Dried-up figs found in what is modern day Israel may have been the first cultivated crop more than 11,000 years ago.

india Updated: Jun 03, 2006 19:30 IST

Dried-up figs found in what is modern day Israel may have been the first cultivated crop more than 11,000 years ago, researchers said on Friday.

Their discovery pushes back the earliest estimates of when agriculture began by 1,000 years.

And it suggests that, centuries before they figured out how to plant barley and other crops, people knew how to propagate fruit trees for sweet treats, said researchers Ofer Bar-Yosef of Harvard University in Cambridge, Massachusetts, and Mordechai Kislev and Anat Hartmann of Israel's Bar-Ilan University.

 The first crop on earth

"Eleven thousand years ago, there was a critical switch in the human mind -- from exploiting the earth as it is to actively changing the environment to suit our needs," Bar-Yosef, a professor of anthropology, said in a statement.

"People decided to intervene in nature and supply their own food rather than relying on what was provided by the gods. This shift to a sedentary lifestyle grounded in the growing of wild crops such as barley and wheat marked a dramatic change from 2.5 million years of human history as mobile hunter-gatherers."

People were known to have cultivated figs for thousands of years but this finding surprised even experts.

"It is generally accepted that the fig tree was domesticated in the Near East some 6,500 years ago," Bar-Yosef's team wrote in their report, published in Friday's issue of the journal Science.

"Here we report the discovery of nine carbonised fig fruits stored in Gilgal I, an early Neolithic village, located in the Lower Jordan Valley, which dates to 11,400 to 11,200 years ago."

Examination of the figs showed they were a variety that produces a large, sweet fruit, as opposed to the wild type, the researchers said.

In this variety, known as parthenocarpic figs, the fruit develops without insect pollination and is prevented from falling off the tree, which allows it to become soft, sweet, and edible.

But because such figs do not produce seeds, they cannot reproduce unless people propagate them, perhaps by planting shoots or branches.

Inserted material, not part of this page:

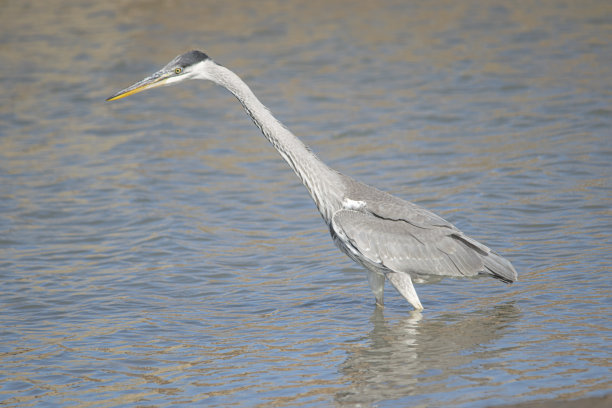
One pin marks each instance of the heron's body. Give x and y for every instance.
(392, 238)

Fig trees will grow this way.

"Dried figs similar in size and structure imported from Iran are found today in the markets of London," the scientists said.

The carbonized figs were not distorted, which, the researchers said, suggested they may have been dried for human consumption.

"Once the parthenocarpic mutation occurred, humans must have recognized that the resulting fruits do not produce new trees, and fig tree cultivation became a common practice," Bar-Yosef said.

"In this intentional act of planting a specific variant of fig tree, we can see the beginnings of agriculture. This edible fig would not have survived if not for human intervention."

At the same site researchers found foods that must have been gathered, such as acorns and wild oats.